Questions: Digestive Glands, Secretions, and Nutrient Absorption
5 questions to test your understanding
Score: 0 / 5
Question 1 Multiple Choice
A patient has their gallbladder removed and now absorbs significantly less fat-soluble vitamins (A, D, E, K). Which digestive process is most directly impaired?
AEnzymatic hydrolysis of fat by gastric lipase in the stomach
BEmulsification of dietary fat into small droplets accessible to pancreatic lipase
CActive transport of fatty acids across intestinal epithelial cells
DPackaging of triglycerides into chylomicrons in the lymphatic lacteals
Bile, stored in the gallbladder, acts as a biological detergent that emulsifies fat into tiny droplets, vastly increasing the surface area accessible to pancreatic lipase. Without bile, lipase can only act on the surface of large fat globules, leaving most fat undigested and unabsorbed. Enzymatic hydrolysis (option A) is impaired as a downstream consequence, but the direct defect is the lack of emulsification. Chylomicron packaging (option D) cannot occur if the fat was never digested in the first place.
Question 2 Multiple Choice
After absorption, where do the products of fat digestion travel, and why does this differ from carbohydrates and amino acids?

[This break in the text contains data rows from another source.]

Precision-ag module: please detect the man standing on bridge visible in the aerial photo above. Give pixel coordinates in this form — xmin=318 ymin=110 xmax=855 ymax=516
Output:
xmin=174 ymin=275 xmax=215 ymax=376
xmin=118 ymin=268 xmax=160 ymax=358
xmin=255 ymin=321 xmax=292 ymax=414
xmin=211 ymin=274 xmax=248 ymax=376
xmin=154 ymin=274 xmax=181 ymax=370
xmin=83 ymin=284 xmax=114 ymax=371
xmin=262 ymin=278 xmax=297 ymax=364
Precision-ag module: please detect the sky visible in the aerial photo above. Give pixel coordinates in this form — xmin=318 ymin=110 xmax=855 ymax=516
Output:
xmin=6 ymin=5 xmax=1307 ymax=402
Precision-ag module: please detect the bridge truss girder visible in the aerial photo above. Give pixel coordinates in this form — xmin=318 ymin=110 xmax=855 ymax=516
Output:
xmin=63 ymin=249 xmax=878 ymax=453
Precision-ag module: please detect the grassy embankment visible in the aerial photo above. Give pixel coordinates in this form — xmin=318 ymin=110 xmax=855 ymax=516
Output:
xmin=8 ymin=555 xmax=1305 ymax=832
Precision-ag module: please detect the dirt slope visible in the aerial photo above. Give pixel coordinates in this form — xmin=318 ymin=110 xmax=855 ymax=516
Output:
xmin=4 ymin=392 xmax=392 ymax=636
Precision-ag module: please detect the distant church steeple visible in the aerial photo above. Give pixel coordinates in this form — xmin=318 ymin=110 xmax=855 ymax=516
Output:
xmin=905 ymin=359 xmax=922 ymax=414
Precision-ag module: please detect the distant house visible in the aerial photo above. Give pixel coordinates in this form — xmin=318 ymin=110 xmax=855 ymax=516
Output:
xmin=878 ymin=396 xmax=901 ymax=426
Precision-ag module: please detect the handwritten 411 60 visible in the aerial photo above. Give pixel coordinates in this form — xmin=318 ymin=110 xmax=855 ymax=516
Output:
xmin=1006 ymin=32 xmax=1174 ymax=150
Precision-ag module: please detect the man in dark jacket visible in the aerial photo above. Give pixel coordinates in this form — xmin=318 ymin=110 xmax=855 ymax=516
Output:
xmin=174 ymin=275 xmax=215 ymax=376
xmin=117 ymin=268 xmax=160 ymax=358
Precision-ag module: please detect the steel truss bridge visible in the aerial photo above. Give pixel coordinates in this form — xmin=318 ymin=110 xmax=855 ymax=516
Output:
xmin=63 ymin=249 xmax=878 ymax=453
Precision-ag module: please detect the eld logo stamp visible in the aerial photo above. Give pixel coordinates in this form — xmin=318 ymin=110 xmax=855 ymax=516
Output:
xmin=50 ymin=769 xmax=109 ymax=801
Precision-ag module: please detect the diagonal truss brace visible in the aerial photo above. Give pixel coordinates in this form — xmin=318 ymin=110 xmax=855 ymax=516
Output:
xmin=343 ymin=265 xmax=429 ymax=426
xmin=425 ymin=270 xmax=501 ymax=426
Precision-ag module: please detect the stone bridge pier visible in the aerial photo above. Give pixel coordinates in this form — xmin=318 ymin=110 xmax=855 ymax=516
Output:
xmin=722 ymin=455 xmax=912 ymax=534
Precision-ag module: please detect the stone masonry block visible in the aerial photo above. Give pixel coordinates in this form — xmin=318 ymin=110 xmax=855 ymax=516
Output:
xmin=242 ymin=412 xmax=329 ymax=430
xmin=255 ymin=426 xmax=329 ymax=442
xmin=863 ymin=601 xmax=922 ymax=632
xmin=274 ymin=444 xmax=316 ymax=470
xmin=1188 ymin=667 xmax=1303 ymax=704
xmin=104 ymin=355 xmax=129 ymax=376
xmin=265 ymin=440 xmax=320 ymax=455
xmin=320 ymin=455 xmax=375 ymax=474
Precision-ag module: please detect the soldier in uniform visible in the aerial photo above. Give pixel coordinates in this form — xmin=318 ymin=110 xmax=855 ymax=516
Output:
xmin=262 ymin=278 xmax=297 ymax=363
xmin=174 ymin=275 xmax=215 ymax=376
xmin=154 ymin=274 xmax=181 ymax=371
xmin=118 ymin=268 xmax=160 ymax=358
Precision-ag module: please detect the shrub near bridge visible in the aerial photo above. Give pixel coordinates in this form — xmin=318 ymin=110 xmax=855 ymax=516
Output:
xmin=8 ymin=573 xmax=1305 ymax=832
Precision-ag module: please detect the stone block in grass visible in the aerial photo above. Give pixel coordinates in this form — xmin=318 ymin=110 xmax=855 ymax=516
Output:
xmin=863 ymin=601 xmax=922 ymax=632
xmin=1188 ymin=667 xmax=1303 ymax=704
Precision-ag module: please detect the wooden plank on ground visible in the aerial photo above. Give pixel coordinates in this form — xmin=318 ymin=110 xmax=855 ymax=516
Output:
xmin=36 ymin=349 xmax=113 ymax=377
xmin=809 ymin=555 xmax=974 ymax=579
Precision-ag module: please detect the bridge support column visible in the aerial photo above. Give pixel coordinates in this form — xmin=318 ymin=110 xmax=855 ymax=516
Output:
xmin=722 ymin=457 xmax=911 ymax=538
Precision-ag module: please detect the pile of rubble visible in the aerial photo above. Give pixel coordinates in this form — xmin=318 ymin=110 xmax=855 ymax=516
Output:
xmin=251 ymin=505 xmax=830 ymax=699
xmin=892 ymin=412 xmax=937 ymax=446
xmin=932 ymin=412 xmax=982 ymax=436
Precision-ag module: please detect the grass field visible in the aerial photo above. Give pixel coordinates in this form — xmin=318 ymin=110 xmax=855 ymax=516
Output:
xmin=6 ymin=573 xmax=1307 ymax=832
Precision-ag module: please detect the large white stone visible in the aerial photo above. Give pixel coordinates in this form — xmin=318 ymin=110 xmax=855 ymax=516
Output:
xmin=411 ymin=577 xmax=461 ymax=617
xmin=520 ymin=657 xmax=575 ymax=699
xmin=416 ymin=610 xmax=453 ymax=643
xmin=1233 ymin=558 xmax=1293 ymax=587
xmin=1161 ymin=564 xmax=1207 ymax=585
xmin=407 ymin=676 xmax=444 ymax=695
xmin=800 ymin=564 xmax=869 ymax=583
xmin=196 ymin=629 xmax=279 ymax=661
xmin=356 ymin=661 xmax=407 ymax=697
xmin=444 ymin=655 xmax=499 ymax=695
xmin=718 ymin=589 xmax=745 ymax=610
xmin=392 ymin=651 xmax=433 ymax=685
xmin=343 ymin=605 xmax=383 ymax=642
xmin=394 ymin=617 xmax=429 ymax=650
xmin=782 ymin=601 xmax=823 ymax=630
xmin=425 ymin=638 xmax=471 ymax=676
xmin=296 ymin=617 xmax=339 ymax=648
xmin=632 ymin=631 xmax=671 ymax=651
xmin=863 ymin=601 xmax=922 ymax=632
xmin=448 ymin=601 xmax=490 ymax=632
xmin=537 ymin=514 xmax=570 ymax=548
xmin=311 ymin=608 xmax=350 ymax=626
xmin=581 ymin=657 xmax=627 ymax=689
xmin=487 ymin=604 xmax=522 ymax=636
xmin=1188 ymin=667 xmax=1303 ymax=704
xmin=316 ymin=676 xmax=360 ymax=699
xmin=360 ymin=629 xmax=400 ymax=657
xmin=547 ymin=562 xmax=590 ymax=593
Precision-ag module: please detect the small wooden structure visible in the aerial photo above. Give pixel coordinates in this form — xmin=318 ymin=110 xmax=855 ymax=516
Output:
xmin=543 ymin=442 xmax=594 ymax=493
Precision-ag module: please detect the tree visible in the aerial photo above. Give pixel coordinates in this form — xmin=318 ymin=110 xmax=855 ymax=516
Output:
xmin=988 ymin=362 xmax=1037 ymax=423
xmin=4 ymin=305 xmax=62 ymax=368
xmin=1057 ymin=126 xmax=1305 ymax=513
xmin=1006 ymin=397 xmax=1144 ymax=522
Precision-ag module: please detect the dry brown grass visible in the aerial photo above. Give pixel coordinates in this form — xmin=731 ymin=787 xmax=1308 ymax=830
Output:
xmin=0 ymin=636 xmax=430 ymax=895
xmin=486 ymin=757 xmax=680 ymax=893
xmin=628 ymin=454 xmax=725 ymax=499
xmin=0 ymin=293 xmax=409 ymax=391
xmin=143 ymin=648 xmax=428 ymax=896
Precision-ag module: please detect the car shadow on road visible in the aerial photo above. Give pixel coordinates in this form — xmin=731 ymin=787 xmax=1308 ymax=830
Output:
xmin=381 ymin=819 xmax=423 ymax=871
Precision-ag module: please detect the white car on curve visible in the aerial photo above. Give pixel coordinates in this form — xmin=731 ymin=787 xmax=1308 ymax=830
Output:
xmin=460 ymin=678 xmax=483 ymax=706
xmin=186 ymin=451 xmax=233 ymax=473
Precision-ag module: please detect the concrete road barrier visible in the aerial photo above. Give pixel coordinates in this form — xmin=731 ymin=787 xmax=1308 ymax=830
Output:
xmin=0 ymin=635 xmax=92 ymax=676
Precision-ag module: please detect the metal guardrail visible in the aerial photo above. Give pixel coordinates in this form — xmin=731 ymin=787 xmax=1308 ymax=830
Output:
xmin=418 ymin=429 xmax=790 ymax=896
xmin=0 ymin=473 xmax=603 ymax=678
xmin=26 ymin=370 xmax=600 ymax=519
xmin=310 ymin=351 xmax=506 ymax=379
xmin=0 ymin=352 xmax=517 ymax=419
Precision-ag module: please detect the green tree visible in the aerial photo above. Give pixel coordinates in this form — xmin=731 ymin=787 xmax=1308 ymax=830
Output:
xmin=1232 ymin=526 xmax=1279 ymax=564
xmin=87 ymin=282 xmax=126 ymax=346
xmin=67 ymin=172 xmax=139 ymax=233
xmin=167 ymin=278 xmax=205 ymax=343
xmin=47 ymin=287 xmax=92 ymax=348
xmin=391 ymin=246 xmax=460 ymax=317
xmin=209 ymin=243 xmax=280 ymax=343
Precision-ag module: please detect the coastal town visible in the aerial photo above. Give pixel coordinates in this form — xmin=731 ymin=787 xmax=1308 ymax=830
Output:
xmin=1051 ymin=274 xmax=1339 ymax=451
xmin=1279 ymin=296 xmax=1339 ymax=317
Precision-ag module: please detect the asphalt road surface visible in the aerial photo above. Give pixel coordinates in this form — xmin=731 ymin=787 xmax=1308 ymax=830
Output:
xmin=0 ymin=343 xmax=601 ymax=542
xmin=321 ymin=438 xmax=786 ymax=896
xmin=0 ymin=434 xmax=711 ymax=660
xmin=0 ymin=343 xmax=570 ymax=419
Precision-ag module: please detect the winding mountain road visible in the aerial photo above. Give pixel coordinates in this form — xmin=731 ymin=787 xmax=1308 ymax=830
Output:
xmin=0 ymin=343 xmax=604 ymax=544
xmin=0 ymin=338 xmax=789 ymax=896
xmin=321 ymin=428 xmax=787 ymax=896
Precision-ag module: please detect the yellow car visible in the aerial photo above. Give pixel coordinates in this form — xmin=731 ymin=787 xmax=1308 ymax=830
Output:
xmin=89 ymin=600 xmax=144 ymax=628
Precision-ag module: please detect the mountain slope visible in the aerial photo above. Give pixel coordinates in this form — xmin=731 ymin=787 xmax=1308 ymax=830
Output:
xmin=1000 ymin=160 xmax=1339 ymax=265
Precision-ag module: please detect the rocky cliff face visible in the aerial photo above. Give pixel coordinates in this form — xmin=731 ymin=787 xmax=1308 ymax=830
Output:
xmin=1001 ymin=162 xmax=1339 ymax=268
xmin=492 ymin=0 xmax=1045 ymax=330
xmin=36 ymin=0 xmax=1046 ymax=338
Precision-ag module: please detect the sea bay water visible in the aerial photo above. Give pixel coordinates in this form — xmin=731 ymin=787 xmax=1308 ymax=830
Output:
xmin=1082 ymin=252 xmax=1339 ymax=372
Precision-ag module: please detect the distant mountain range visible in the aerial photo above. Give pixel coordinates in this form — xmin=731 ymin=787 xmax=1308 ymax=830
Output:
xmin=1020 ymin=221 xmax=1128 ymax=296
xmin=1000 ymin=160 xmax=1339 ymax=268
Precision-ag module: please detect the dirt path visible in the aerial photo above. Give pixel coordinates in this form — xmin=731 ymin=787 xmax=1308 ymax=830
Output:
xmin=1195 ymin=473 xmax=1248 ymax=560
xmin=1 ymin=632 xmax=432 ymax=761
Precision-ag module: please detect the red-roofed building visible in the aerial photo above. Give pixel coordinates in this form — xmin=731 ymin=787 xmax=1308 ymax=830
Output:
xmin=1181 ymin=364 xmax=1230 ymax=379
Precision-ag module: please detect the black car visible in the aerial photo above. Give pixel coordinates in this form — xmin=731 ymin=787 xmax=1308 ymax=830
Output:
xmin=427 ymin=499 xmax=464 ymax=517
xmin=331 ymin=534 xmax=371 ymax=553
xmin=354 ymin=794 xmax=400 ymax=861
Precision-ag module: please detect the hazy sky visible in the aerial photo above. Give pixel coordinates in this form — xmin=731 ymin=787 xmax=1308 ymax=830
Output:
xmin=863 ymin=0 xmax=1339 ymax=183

AInto capillaries of the portal vein, traveling directly to the liver — the same route as glucose and amino acids
BInto lymphatic lacteals as chylomicrons, bypassing the portal vein and entering systemic circulation via the thoracic duct
CInto the hepatic vein directly, skipping the portal circulation entirely
DInto the large intestine for fermentation before being absorbed into blood
Fatty acids and monoglycerides reassemble into triglycerides inside intestinal epithelial cells, are packaged into chylomicrons, and enter the lymphatic lacteals — not the capillaries. This is a critical distinction: glucose and amino acids enter portal capillaries and travel directly to the liver; fat takes the lymphatic route (thoracic duct → subclavian vein) and reaches systemic circulation before the liver. This routing difference has clinical significance — fat-soluble drugs absorbed via lacteals avoid first-pass liver metabolism.
Question 3 True / False
Bile is a digestive enzyme that breaks the chemical bonds in fat molecules.
TTrue
FFalse
Answer: False
Bile is not an enzyme and does not break chemical bonds. It is a detergent — a mixture of bile salts, phospholipids, and cholesterol — that physically emulsifies fat into tiny droplets without catalyzing any chemical reaction. The actual chemical hydrolysis of fat is performed by pancreatic lipase. Bile's role is to create the conditions (small droplet surface area) that allow lipase to work efficiently. After digestion, bile salts are reabsorbed in the terminal ileum and recycled to the liver (enterohepatic circulation).
Question 4 True / False
After a meal, most absorbed nutrients from the small intestine first travel to the liver via the portal circulation before reaching the rest of the body.
TTrue
FFalse
Answer: False
This is true for carbohydrates (monosaccharides) and amino acids, which enter portal capillaries and travel to the liver. However, dietary fats are absorbed as chylomicrons into lymphatic lacteals, which drain into the thoracic duct and then into the subclavian vein — bypassing the portal system entirely. Chylomicrons reach peripheral tissues (including adipose and muscle) via systemic circulation before the liver processes them. The liver only encounters fat-derived remnant particles after peripheral tissues have removed most fatty acids.
Question 5 Short Answer
Why does loss of intrinsic factor production by gastric parietal cells lead to vitamin B₁₂ deficiency, even if the small intestine is completely intact?
Think about your answer, then reveal below.
Model answer: Intrinsic factor is a glycoprotein secreted by gastric parietal cells that binds vitamin B₁₂ in the stomach and protects it during transit to the ileum. Specific receptors in the terminal ileum recognize and absorb the intrinsic factor–B₁₂ complex; free B₁₂ without intrinsic factor is not efficiently absorbed. Without intrinsic factor, B₁₂ passes through the intestine unabsorbed regardless of intestinal health.
This illustrates that absorption is not purely a small intestine function — it requires coordination between upstream accessory organs and downstream absorption machinery. The stomach's production of intrinsic factor is an essential upstream step in B₁₂ absorption, despite B₁₂ itself being absorbed hundreds of centimeters downstream in the ileum. Pernicious anemia (autoimmune destruction of parietal cells) and gastrectomy both cause B₁₂ deficiency through this mechanism.